Bob,

 

Well – once again, we can agree to disagree.

 

For me, the most obvious explanation for the spectroscopy of the Thermacore 
sample, after megajoules of energy gain was shed… is that the nickel sample, as 
it was received by the University, retained substantial f/H embedded in the 
nickel. This is the same species which had originally supplied the thermal gain 
over many months. However, there could be many levels of redundancy in this 
sample – only one of which was emitting UV at 55 eV and that level is indeed 
exothermic on inflation. To be explained.

 

A monochromatic beam of soft x-rays was used; and they were indeed looking for 
this photon spectrum possibly between 25-100 eV, so they probably had a 
windowless detector. At any rate, they reported the signature line at 55 eV and 
no other. This indicates exotherm. Mills must have freaked out!

 

My interpretation of this is that the soft x-rays caused the f/H to reinflate, 
and this caused the same value photon to be released on inflation which Mills 
had predicted would happen on shrinkage, but he is/was wrong. The catalyst 
could supply the photon, or the f/H, but in any event, the reinflation was 
exothermic, not endothermic as Mills would have us believe. This is only part 
of the story.

 

Alternatively, it is possible that there was also some nickel-hydride available 
in the sample, and the hydrogen was in the Bohr ground state, such that the 
x-ray irradiation cause that normal hydrogen to shrink and give up the photon. 

 

However, if that was the case, then any sample of nickel-hydride should do the 
same, whether or not it had already given up energy or not.
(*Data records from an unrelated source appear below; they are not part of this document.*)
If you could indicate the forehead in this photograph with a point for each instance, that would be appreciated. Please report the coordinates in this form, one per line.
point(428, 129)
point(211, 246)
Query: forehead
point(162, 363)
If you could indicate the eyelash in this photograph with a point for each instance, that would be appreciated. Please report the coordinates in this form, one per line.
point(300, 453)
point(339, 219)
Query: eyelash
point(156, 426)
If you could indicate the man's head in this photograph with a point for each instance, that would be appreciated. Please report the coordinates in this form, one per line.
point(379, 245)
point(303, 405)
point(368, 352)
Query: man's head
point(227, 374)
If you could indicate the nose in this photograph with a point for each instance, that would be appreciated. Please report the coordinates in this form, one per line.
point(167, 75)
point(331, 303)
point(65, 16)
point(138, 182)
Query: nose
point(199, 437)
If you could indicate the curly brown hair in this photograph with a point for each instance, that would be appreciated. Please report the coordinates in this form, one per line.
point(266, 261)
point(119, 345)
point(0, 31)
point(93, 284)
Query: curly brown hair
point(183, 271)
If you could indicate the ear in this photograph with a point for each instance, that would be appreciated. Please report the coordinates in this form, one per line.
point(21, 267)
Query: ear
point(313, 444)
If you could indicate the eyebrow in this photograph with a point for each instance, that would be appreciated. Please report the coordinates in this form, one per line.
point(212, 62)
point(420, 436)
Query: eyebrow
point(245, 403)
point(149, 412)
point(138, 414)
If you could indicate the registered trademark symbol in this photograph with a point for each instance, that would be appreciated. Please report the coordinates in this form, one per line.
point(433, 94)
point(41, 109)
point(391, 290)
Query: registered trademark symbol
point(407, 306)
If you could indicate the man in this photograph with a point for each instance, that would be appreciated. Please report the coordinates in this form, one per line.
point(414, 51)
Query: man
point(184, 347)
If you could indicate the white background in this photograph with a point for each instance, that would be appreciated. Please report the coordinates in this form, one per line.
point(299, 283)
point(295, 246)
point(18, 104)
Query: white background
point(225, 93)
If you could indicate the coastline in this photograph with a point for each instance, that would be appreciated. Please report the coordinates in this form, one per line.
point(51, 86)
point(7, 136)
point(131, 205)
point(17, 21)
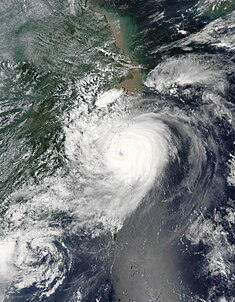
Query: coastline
point(132, 82)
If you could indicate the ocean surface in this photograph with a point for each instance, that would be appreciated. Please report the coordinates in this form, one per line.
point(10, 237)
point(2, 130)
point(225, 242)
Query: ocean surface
point(117, 163)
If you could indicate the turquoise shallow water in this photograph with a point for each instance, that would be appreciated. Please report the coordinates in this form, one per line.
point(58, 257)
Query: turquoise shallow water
point(107, 196)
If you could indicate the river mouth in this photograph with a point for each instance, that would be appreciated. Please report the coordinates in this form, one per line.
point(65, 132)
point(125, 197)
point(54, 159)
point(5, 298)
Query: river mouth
point(118, 25)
We can therefore 
eliminate this.

 

Therefore, it seems most likely that the prior history of the sample should be 
the determining factor, but as I am typing this, there seems to be another 
possibility… 

 

That would be that this particular level (1/3) is indeed endothermic on 
shrinkage and exothermic on expansion, BUT since there was net gain before over 
many months at Thermacore, there was also a population of further shrinkage f/H 
(1/4, 1/5, and so on) in this sample - which was responsible for the net gain 
over the run, even with endotherm at the first two drops. 

 

IOW the f/H reaction is endothermic at the first two drops (1/2 and 1/3 level) 
but subsequent levels make up for that with strong exotherm. In later testing, 
when the (1/3) level is what is seen, it is indeed exothermic. Perhaps the 
(1/2) level never happens at all, as there is not a single reference to it 
having ever been documented. Then – we have adequately explained the results, 
if we assume that this x-ray beam will not reinflate the embedded f/H lower 
than 1/3, which is the (1/4, 1/5, and so on).

 

 

From: Bob Higgins 

 

Just because 55 eV photons were seen does not mean that they came from H 
entering the f/H state or from re-inflation (which is supposed to be 
endothermic).  Since (according to Mills' theory), a catalyst must be involved, 
these photons would have to be coming from the catalyst or other evanescent 
energy exchange system.  The theory predicts that the 55 eV of energy can be 
exchanged and says the f/H cannot directly transact a photon.

 

So if 55 eV photons are detected, they could well be coming from the catalyst 
(speculation: H-clusters may be a catalyst that could share that big photon and 
subsequently exchange the energy by coupled evanescent means with an f/H).

 

Detected 55 eV photons doesn't invalidate a theory that claims there can be no 
direct photon absorption or emission from an f/H atom.  Other atoms will absorb 
and emit 55 eV photons or there would be no catalysts for the Mills reaction.  
The data only says that 55 eV photons were seen, not where exactly they came 
from.  

 

Seeing 55 eV photons coming from a supposed f/H species by itself tends to 
invalidate Mills and DDL theories.  Otherwise you need to invent clusters of H 
or something to justify the exchange since the theories describing f/H say 
there can be no direct photon transactions.  If the theory is wrong, then there 
is no basis for f/H states to begin with and you have no story at all for where 
the 55 eV came from.

 

Bob Higgins

 

On Sun, Oct 5, 2014 at 2:54 PM, Jones Beene <[email protected]> wrote:

From: Bob Higgins 

 

Why would you assert any form of non-reciprocity?  It is a reciprocal 
mechanism.  In the f/H state, the electron has insufficient angular momentum to 
exchange energy with a photon.  So how is the f/H atom going to absorb a photon 
to return to normal ground state?  It cannot.  

 

NO !  Bob – you do not get it, yet. 

 

The one overriding fact in all of this is clear: experts in spectroscopy stated 
that 55 eV photons were seen.

 

If this does not fit into Mills theory then the THEORY IS WRONG. The photons 
were seen.

 

Experiment rules. This may be the very reason that Mills seldom mentions the 
Thermacore work, since it voids his theory.

 

I cannot say it any more emphatically. The photons were seen. 

 

If the theory does not permit this, then the theory is wrong.